Um resultado de nação


Esta resenha tem como objetivo demonstrar e criticar as relações existentes entre os textos lidos de Josué de Castro, Sérgio Buarque de Holanda e José Murilo de Carvalho. Portanto, diante dos temas gerais abordados em “Fome: um tema proibido”, “Raízes do Brasil” e “Os bestializados”, se compreendeu que a soma dos dois estudos apresentados pelos últimos têm como resultado o relato confessional de Castro. Ou seja, diante da soma de uma lógica deturpada de política e de assistência à população (o povo excluído das decisões políticas e de sua efetivação; um retrógrado coronelismo e compadrio familiar, que resvala nas relações não-familiares; e conceito de cordialidade, sincretismo e informalidade do povo brasileiro) têm-se por resultado a pobreza do brasileiro, a fome endêmica e um subdesenvolvimento tratado diante de auxílios pontuais embasados nas mesmas políticas deturpadas que o causaram. Então, um problema que não será resolvido sem uma mudança radical nas estruturas básicas de poder e cultura.

Por meio de um texto que esmiúça a formação social brasileira, Holanda afirma que, ao longo de nossa história, há o “predomínio constante das vontades particulares que encontram seu ambiente próprio em círculos fechados e pouco acessíveis a uma ordenação pessoal” (página 146). Roberto daMatta, em artigo no jornal “O Globo” (26 de outubro de 2011), concorda com este pensamento: “(...) o Brasil resiste a essas sociabilidades igualitárias, impessoais, baseadas em escolhas e compromissos sempre públicos – esse relacionamento clubístico e partidário, mais universalista do que particularista, íntimo e pessoalizado.” No entanto, Holanda indica que a forma como somos conhecidos entre si mais através do primeiro nome demonstraria uma relação entre as partes de identidade e pessoalidade, simpatia e concórdia (página 148). Pertence-se a um grupo exclusivo e somos conhecidos através da exclusividade de nossas alcunhas.

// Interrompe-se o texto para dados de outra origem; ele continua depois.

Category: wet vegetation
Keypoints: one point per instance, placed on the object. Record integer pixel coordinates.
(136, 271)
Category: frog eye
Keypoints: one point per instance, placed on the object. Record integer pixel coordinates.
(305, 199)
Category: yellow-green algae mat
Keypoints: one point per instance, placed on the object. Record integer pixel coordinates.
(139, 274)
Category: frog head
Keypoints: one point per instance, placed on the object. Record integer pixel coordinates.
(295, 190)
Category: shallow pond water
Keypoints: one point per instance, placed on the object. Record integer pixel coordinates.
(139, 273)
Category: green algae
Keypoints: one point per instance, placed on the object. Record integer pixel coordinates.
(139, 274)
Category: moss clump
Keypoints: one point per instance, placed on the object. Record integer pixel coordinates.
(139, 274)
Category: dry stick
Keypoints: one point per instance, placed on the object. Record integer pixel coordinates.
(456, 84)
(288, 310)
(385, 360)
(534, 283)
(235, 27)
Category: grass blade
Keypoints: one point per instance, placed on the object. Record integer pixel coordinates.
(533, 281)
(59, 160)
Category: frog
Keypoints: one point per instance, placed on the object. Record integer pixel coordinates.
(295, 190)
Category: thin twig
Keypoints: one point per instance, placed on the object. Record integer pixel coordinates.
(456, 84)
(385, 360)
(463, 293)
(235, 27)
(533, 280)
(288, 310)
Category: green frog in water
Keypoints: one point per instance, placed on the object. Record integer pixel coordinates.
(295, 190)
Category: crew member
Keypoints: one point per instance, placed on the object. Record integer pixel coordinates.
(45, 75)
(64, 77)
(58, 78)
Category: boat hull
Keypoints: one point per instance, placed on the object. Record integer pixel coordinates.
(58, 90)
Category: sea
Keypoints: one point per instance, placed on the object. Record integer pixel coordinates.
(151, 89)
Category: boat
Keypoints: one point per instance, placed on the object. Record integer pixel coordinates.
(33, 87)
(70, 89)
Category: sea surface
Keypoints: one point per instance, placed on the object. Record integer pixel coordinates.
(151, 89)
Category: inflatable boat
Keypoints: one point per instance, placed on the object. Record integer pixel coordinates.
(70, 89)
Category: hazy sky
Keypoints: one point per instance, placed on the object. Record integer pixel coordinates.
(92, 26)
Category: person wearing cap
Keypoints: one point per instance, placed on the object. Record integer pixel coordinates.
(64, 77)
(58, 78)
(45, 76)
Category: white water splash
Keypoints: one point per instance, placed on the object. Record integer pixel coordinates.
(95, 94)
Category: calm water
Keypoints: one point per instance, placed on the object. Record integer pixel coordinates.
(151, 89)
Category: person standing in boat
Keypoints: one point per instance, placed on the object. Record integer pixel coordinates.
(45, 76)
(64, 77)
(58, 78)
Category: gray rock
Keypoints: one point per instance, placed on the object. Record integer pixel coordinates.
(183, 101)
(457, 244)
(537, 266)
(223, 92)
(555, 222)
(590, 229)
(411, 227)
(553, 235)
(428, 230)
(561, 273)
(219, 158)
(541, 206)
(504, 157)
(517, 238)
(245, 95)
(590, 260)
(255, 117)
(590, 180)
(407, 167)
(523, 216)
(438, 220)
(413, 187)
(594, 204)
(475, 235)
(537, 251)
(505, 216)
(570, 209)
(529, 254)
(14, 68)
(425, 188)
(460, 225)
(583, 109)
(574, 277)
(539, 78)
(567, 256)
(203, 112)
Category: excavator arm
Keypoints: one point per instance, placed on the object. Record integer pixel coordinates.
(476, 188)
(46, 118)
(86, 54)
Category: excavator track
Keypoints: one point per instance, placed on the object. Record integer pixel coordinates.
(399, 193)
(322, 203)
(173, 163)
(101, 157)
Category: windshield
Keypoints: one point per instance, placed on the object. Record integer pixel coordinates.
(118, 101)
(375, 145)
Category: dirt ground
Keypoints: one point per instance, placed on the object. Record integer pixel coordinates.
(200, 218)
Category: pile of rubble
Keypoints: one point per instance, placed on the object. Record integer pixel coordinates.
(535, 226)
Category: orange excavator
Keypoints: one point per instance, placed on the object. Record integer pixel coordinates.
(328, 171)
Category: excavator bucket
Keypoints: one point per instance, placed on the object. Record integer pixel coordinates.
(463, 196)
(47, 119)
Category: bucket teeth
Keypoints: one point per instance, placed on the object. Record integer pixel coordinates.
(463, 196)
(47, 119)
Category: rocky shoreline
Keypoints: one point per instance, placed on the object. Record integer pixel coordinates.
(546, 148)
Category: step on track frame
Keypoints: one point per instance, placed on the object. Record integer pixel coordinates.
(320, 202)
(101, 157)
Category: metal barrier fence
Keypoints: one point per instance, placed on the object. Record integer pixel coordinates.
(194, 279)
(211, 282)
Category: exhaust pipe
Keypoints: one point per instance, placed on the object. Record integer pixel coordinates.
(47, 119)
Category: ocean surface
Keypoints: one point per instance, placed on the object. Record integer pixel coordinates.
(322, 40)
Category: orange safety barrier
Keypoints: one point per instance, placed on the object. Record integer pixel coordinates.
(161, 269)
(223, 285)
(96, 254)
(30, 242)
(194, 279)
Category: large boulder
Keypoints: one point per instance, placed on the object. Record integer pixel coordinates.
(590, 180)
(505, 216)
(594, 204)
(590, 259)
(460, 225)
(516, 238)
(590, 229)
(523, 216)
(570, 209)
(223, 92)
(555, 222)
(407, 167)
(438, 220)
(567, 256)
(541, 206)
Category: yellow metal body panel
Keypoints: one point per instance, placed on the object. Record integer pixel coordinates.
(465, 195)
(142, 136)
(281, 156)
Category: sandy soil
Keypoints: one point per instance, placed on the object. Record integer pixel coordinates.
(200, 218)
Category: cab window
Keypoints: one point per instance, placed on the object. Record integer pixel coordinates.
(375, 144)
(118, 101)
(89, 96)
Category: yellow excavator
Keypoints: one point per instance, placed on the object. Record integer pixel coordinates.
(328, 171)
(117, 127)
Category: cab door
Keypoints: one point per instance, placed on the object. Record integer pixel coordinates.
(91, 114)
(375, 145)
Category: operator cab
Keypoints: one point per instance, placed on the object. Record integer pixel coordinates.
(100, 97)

Sem citar satisfatoriamente suas fontes, referindo-se a elas superficialmente – “assinala um sociólogo norte-americano” (página 142), por exemplo – vê-se que tal familiaridade gerada através dos dois fatores citados acima desemboca em atitudes imorais arraigadas até hoje: “A escolha dos homens que irão exercer funções públicas faz-se de acordo com a confiança pessoal que mereçam os candidatos, e muito menos de acordo com as suas capacidades próprias” (página 146). Consegue-se, enfim, a ponte entre ele e o estudo de Carvalho, ambos analisando a relação entre o povo e o Estado. Diante das premissas apresentadas por Holanda, pode-se refletir sobre seus reflexos na sociedade, enquanto que o autor de “Os bestializados” questiona a noção de o “Estado ser apresentado como vilão e a sociedade como vítima indefesa” (página 10). Esta concepção, relacionada à política de comunicação, resvala na propagada noção de mídia estatal ser sinônimo de domínio e narcotização do povo, assim como na relação feita pela mídia civil, onde regulamentação da comunicação social no país é tida como sinônimo de censura de imprensa. No entanto, sua argumentação demonstra que houve grande repressão das forças políticas e que repúblicas foram renegadas pela República (página 41), em sua análise do período de transição entre Império e República (final do século XIX e início do XX, no Rio de Janeiro).

Holanda chega à política também através da religião, onde ressalta mais uma vez uma conhecida noção de brasilidade: o sincretismo religioso. Afirma ter o brasileiro uma “religiosidade de superfície” (página 150), sem rigor, organização e forma definida, católica ainda que com muitas outras coisas junto. Diz, então, que não surpreende a Independência e República terem sido proclamadas por positivistas, agnósticos e maçons, que dão mais atenção à razão e vontade que ao sentimento e sentido. Entende-se, em suma, que catolicamente continuaríamos mais atrasados e dominados que já somos. Em Carvalho, para embasamento de suas ideias, enumera vários episódios cariocas que refletem relação entre sociedade militar (política), imperial (religiosa e política) e civil. Ao fim da leitura, entende-se ainda mais como correta a concepção de política elitista feita pela população elitista, deixando o povo à margem, em diferentes níveis, da cidadania.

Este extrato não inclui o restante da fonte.